Judging took place from May 6 to 10 in Quito, Ecuador and was streamed live on Facebook. About 28,000 images from 1,278 photographers who applied to 19 categories were considered, according to POY Latam.
The jury consisted of Sarah Leen, director of photography for National Geographic; Maya Goded, Mexican photographer and documentary filmmaker; Francois Coco Laso, Ecuadorian photographer; Adriana Zehbrauskas, Brazilian documentary photographer; and Peruvian photographer Musuk Nolte. Ecuadorian filmmaker Sebastián Cordero, U.S. photojournalist and documentary filmmaker Janet Jarman and Mexican photographer Yolanda Escobar participated in the multimedia categories.
Two new categories were included this year: Migratory Movements and The Strength of Women. Goded commented on the small number of works presented in those categories and invited more people to participate, according to a release from POY Latam.

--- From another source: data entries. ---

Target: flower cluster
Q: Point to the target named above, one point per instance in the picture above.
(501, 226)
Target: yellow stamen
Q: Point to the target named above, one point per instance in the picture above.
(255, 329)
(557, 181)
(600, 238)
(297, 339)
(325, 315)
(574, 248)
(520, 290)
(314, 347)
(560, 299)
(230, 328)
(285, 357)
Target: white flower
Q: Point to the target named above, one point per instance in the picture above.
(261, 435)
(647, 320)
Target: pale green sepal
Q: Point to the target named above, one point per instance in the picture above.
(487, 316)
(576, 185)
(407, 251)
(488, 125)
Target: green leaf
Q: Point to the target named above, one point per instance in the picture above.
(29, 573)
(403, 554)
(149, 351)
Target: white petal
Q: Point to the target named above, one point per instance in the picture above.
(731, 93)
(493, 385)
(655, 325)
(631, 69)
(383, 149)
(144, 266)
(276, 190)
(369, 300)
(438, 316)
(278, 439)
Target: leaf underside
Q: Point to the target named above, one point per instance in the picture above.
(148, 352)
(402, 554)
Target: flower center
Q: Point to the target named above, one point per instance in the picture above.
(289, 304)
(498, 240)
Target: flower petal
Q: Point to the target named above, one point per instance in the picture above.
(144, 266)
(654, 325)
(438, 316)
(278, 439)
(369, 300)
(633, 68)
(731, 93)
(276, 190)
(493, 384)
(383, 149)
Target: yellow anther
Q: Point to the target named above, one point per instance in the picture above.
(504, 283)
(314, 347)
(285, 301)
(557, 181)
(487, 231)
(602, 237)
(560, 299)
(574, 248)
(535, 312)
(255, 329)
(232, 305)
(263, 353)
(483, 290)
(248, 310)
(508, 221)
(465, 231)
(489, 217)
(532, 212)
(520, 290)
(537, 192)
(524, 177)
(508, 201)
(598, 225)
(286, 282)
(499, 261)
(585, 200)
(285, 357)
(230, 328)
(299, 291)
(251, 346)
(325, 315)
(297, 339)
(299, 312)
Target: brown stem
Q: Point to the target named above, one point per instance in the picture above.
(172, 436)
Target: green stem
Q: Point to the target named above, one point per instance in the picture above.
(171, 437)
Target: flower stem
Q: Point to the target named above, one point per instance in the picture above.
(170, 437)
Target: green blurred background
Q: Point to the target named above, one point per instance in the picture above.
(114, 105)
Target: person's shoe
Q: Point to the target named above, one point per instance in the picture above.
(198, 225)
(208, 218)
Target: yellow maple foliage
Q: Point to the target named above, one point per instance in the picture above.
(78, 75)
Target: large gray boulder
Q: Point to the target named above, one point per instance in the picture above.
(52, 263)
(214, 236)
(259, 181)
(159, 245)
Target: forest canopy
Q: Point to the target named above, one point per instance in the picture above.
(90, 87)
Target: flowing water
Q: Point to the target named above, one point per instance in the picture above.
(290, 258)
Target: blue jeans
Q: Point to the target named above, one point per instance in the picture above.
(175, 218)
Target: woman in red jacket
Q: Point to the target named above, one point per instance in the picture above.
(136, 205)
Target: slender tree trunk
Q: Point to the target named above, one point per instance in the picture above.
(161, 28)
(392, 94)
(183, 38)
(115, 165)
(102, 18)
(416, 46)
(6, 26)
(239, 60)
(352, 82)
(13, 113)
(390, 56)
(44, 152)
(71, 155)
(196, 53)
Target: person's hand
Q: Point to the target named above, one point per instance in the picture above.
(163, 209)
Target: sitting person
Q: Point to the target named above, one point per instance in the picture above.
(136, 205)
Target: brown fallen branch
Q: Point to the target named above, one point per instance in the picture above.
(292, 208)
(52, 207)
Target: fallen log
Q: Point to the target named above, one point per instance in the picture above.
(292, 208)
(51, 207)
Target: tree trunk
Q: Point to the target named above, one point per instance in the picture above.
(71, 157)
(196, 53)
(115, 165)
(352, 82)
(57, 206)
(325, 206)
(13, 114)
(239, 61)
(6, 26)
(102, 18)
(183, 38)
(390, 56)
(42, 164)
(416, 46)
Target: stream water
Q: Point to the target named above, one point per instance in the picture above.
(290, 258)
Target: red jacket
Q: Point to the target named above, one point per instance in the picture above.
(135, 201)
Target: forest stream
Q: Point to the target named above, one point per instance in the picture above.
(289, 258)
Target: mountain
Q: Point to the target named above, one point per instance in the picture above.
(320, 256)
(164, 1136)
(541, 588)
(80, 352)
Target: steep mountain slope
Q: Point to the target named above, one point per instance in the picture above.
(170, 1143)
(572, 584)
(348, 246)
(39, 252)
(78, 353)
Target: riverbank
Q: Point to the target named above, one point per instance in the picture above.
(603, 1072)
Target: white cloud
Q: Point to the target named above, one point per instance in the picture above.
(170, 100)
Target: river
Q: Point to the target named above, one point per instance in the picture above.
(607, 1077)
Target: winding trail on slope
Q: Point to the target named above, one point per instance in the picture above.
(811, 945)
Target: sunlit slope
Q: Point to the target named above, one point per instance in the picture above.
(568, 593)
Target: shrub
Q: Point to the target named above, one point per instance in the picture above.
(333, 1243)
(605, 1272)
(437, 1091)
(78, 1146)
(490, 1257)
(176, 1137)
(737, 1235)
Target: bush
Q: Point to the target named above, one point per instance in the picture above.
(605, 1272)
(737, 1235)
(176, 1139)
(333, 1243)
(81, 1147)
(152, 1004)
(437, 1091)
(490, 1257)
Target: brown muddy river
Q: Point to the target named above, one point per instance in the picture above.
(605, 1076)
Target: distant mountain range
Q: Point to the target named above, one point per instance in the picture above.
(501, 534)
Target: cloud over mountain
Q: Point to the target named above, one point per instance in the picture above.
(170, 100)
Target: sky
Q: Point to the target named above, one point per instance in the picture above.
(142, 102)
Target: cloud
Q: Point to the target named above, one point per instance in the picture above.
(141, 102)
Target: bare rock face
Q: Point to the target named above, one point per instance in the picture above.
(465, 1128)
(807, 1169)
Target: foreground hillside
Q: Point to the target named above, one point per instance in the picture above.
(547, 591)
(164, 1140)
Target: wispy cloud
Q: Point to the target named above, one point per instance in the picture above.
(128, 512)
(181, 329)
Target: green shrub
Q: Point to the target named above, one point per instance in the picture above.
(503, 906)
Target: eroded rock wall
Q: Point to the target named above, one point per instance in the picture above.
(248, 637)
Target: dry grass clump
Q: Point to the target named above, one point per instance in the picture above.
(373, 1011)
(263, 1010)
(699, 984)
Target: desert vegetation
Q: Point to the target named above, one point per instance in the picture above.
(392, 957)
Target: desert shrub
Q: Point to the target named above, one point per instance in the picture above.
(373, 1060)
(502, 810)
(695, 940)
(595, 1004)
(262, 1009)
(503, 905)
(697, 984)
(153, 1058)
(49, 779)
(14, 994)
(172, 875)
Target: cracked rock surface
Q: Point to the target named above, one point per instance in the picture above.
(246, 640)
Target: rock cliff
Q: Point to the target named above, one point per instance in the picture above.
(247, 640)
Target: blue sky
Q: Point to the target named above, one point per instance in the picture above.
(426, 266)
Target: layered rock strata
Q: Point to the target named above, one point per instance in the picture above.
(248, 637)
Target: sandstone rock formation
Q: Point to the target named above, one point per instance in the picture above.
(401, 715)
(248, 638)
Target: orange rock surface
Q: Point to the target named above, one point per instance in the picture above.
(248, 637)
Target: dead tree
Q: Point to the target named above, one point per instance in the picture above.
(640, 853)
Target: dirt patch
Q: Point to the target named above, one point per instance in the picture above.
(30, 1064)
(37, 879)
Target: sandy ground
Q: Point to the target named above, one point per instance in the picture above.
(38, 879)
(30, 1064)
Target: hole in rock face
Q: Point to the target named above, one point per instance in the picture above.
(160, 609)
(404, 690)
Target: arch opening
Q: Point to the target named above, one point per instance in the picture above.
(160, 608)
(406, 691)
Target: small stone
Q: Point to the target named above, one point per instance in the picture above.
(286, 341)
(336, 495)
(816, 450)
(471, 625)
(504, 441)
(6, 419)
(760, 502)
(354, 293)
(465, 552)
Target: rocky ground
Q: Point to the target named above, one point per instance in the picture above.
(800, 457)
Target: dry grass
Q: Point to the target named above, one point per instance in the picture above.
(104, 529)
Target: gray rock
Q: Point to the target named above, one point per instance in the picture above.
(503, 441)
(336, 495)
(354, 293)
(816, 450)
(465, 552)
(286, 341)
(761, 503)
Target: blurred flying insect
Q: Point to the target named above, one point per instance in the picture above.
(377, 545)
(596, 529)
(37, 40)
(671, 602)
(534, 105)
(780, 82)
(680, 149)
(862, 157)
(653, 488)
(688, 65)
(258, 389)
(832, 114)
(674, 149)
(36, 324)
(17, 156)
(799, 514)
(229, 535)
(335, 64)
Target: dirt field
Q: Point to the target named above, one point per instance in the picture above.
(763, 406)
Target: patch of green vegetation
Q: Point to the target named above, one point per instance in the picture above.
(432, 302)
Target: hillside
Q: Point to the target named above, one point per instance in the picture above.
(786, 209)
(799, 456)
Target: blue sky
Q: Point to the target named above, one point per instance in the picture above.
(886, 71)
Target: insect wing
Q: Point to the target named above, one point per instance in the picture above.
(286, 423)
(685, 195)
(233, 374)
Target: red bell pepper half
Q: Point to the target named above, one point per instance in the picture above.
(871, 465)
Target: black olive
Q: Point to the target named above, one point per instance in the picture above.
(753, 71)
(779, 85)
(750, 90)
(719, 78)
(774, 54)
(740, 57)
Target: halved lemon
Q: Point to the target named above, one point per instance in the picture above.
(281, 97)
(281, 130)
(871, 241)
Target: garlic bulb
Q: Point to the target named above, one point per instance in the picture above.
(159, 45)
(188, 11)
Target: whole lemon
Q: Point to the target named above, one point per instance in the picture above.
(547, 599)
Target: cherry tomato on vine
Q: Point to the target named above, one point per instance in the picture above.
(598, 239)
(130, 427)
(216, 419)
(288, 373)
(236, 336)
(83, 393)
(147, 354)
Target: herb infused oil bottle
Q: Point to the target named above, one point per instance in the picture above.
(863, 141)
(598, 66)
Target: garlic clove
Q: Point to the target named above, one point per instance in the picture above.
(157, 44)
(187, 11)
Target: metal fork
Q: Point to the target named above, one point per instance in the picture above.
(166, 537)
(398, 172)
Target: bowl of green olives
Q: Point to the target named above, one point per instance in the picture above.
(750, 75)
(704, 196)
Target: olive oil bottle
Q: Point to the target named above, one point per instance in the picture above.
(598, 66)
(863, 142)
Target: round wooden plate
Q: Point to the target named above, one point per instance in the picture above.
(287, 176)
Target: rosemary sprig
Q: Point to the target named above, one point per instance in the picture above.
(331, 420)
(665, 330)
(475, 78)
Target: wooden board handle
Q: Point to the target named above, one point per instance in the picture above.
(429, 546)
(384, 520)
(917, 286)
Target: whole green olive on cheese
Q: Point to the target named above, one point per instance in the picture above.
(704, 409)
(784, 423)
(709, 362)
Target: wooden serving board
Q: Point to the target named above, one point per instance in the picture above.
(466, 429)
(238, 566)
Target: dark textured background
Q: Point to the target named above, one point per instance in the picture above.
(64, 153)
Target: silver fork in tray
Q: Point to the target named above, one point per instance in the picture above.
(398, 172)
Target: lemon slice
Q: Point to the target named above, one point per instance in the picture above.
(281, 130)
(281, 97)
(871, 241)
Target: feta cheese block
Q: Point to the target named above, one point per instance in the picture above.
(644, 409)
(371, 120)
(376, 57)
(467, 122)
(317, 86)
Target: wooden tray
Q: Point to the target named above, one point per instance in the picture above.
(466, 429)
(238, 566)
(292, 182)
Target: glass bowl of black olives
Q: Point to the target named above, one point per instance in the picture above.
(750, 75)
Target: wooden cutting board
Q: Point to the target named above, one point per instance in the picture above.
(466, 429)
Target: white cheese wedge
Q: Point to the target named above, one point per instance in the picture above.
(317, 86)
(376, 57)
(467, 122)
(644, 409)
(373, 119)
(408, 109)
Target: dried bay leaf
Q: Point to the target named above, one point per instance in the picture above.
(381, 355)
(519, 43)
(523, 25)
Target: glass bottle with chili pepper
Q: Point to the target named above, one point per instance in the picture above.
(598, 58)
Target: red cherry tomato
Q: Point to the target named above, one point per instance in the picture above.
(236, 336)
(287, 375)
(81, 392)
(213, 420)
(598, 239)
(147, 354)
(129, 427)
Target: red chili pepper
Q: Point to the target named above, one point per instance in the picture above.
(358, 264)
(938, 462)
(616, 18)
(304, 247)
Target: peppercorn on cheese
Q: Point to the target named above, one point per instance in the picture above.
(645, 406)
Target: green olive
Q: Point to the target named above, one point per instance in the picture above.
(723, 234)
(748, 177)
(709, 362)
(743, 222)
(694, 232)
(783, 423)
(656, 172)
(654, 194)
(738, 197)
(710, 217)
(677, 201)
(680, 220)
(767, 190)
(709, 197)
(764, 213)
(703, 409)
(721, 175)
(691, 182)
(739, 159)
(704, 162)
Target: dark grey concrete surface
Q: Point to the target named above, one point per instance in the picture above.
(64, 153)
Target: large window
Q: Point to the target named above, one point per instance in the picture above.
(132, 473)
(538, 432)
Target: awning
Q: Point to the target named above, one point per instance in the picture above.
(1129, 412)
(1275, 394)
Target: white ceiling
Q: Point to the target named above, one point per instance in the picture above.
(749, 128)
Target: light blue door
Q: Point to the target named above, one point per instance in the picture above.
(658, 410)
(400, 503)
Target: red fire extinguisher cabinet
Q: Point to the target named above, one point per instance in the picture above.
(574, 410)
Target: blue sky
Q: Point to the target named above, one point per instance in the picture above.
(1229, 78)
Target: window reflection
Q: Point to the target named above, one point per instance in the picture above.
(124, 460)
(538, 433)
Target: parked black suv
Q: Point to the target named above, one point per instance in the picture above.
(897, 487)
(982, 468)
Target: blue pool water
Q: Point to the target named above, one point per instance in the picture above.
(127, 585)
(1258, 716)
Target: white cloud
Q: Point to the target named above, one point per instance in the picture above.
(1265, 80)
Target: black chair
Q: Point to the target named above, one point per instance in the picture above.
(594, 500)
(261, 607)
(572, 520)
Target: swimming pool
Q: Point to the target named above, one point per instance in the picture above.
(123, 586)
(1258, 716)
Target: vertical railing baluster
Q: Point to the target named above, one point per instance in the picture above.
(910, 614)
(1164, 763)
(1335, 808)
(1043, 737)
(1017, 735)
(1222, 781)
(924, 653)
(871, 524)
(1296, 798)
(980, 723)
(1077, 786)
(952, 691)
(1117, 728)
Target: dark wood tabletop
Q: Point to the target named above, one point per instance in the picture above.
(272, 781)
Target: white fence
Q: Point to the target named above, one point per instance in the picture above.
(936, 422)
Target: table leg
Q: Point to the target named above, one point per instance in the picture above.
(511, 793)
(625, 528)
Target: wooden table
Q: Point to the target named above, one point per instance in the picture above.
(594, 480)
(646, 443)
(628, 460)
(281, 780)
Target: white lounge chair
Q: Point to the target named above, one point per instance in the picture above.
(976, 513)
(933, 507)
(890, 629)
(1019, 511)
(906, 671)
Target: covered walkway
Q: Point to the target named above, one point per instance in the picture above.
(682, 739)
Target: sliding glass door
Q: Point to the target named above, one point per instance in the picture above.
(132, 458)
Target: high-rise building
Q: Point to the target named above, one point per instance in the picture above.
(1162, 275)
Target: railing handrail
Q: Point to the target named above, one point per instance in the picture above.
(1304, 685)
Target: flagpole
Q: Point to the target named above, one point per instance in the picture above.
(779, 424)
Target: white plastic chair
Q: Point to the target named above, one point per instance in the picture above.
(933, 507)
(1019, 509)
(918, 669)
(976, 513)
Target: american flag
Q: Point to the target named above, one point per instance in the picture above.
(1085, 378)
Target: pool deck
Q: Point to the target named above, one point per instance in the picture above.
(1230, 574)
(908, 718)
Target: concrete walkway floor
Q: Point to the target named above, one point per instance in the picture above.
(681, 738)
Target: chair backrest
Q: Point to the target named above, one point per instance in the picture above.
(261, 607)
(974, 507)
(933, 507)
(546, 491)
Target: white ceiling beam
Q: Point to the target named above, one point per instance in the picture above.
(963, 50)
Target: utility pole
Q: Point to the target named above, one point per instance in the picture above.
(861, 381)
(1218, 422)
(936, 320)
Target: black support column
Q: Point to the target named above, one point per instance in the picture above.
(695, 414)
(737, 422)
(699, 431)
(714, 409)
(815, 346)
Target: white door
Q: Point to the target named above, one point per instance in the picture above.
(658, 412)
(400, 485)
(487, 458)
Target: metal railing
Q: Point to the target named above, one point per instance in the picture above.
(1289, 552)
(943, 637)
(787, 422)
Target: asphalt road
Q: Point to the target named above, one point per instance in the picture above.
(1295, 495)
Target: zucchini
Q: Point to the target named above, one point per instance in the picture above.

“I lack more participation in the category of women photographing woman, I invite us to imagine more stories and how to tell them through photography to make visible the new moment that women are living in Latin America,” she said.
The POY Latam awards were supported by MuNA Ecuador Uribe and Schwarzkopf, SolipsisArt photographic collective, the Ecuadorian Photographers Association, Paradocs Foto, Fotógrafa Latinoamericanas, 3 Láser and Telconet Latam.
All first place winners from the 2019 POY Latam Awards are listed below with links to their work:
Daily life (individual): Santi Palacios (Spain)
Daily life (series): Jorge Panchoaga (Colombia)
News (individual): Guillermo Arias (Mexico)
News (series): Felipe Dana (Brazil)
Portrait (individual): Gisela Volá (Argentina)
Portrait (series): Rodrigo Abd (Argentina)
Sports (individual): Diego Pallero (Ecuador)
Sports (series): Eduardo Leal (Portugal)
Young people express themselves (series): Charlie Cordero (Colombia)
Migratory movements (series): Jeoffrey Guillemard (France)
Strength of women (series): Ana María Arévalo Gosen (Venezuela)
Uribe and Schwarzkopf Award of the Future of Cities: Rodrigo Abd (Argentina)
The Our Look Award: Diego Moreno (Mexico)
Carolina Hidalgo Vivar Environment Award (series): Pablo Sanhueza (Chile)
Iberoamerican Photographer of the Year: Felipe Dana (Brazil)
Short multimedia: Santiago Barreiro Ravera (Uruguay)
Long multimedia: Séverine Sajous & Patricia Sánchez Mora
Interactive multimedia: Lalo de Almeida (Brazil)
Book: La Batea, Elizabeth Ferry and Stephen Ferry (U.S.)